Expanding to Europe: a customer service checklist for ecommerce brands
Expanding into Europe breaks support in predictable ways: multiple languages, a legal right to return, country-specific expectations, and time zones your current team does not cover. Sort the language coverage, the 14-day withdrawal right, and localized return logistics before launch — not after the tickets arrive.
Europe looks like one market on a map and behaves like a dozen in your inbox. Brands that expand from North America often have a strong product and a support setup that quietly falls apart the moment European customers start writing in. A short checklist, worked through before launch, prevents most of the pain.
Is your language coverage ready?
European customers expect to be answered in their own language, and in several large markets they will simply not buy — or will dispute — in English. Map your target countries to languages and make sure you can cover at least German, French, and Spanish natively before you spend on ads there. Answering a German customer in English is a common, avoidable cause of returns.
Do you understand the right to return?
Under EU consumer law, most online shoppers have a 14-day right to withdraw from a purchase and return it, in many cases without giving a reason. This is not the same as a US-style “satisfaction guarantee” — it is a legal right, and your policy, your macros, and your agents all need to reflect it. Publish a clear, compliant return policy and train your team on the withdrawal period so they never accidentally refuse a valid return.
Have you localized returns and refunds?
A return that has to ship back across an ocean costs more than the item is worth. Before launch, decide how European returns are handled: a local return address, a regional repair option, or a keep-it-and-refund threshold for low-value goods. Refund amounts and timelines should also account for local expectations — customers in several European markets expect refunds processed promptly once a return is confirmed.

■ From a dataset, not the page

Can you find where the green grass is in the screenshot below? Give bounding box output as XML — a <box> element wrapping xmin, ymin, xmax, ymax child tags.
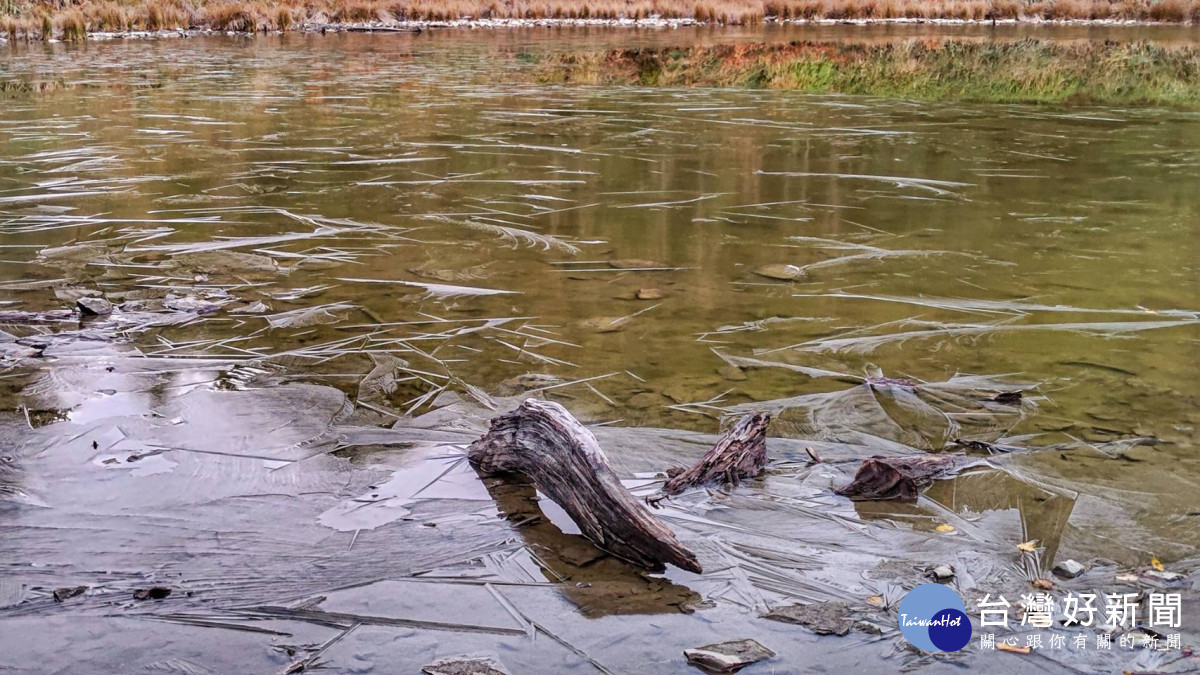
<box><xmin>534</xmin><ymin>40</ymin><xmax>1200</xmax><ymax>107</ymax></box>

Can you cover European hours?
If your support team works North American hours, European customers write at the end of your day and wait until the next one for a reply. That lag shows up directly in satisfaction scores and repeat tickets. Plan coverage that overlaps the European daytime — either a team in a compatible time zone or shifted hours — so first responses land the same day.
Are your policies consistent across countries?
It is easy to end up with slightly different answers per country as you bolt on languages. Keep one knowledge base as the source of truth and localize it, so a customer in Spain and a customer in the Netherlands get the same policy applied the same way.
The pre-launch checklist
- Native coverage for your top European languages.
- A compliant return policy reflecting the 14-day withdrawal right.
- A localized returns and refund plan, not trans-Atlantic shipping by default.
- Support hours that overlap the European daytime.
- One localized knowledge base so policy stays identical across countries.
Treat after-sales as part of the launch, not an afterthought. The brands that expand smoothly into Europe are the ones that answered these questions before the first order shipped.